À ce nom, j’ai ressenti comme un léger déclic.

— Prénom ? a demandé Galiano.

— Je ne sais pas.

— Sexe ?

— Je ne sais pas.

— Savez-vous la raison de leur dispute ?

— Patricia n’est pas entrée dans les détails.

C’est alors que Renoncule a fait son apparition. Il est allé tout droit sur Galiano et s’est frotté dans les deux sens contre sa jambe. La señora Eduardo a glissé à bas de sa chaise et a tapé dans ses mains. Le chat a fait le dos rond et a recommencé ses huit autour des chevilles de Galiano. Elle a tapé plus fort dans ses mains.

— Pschit, veux-tu ! Continuez. Et toi, va rejoindre les autres.

Renoncule a considéré son étrange maîtresse un très long moment, a levé lentement sa queue puis l’a rabattue, et a finalement quitté la pièce.

— Je vous prie de l’excuser. Renoncule était le chat de Patricia.

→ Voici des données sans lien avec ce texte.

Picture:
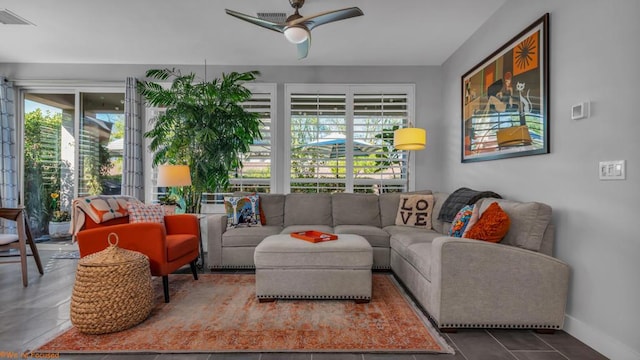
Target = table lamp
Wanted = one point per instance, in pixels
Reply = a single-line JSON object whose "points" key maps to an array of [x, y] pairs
{"points": [[172, 176], [410, 139]]}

Sa lèvre inférieure a tremblé, j’ai craint qu’elle n’éclate en sanglots.

— Depuis qu’elle est partie, il n’écoute personne.

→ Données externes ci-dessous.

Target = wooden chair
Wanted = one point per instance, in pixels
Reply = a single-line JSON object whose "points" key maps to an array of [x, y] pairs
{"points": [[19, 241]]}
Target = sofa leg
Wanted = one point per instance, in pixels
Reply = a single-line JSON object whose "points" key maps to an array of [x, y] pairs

Galiano a rempoché son carnet et s’est levé.

Pour le voir, la señora Eduardo a dû renverser sa tête en arrière. Des larmes brillaient sur ses deux joues.

— Vous devez retrouver le monstre qui a fait ça à ma Patricia. Elle était tout ce que j’avais.

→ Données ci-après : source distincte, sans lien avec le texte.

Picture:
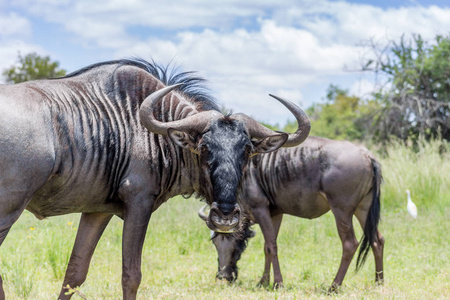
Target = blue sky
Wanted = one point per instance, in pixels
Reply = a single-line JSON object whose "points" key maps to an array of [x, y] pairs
{"points": [[246, 49]]}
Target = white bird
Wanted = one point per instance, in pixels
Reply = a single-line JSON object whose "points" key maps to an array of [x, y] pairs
{"points": [[411, 207]]}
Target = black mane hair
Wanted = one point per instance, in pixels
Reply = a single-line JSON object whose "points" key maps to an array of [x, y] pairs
{"points": [[192, 85]]}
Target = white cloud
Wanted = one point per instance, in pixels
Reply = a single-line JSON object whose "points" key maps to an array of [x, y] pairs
{"points": [[14, 25], [246, 49]]}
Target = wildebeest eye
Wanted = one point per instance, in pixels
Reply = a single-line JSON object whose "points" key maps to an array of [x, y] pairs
{"points": [[248, 150]]}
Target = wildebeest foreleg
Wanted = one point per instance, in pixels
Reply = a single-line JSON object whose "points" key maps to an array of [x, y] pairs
{"points": [[11, 206], [137, 216], [5, 225], [349, 243], [90, 229], [270, 227]]}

Les mâchoires de Galiano se sont contractées, ses yeux de chien se sont remplis de larmes.

— Nous le ferons, madame. Je vous en donne ma parole. Nous l’attraperons.

La señora Eduardo s’est remise sur ses pieds.

Galiano s’est penché vers elle et a pris ses deux mains dans les siennes.

— Nous irons voir le Dr Zuckerman. Encore une fois, nous compatissons très sincèrement à votre douleur. N’hésitez pas à nous appeler si quelque chose vous revenait en mémoire.

 

— Voilà un chat qui ne manquait pas de culot ! a déclaré Galiano en enfonçant sa canette de Pepsi vide dans le support en plastique du tableau de bord.

— Chacun fait son deuil à sa manière.

— J’aime autant ne pas recroiser sa route.

— Il a levé la patte sur votre bel uniforme ?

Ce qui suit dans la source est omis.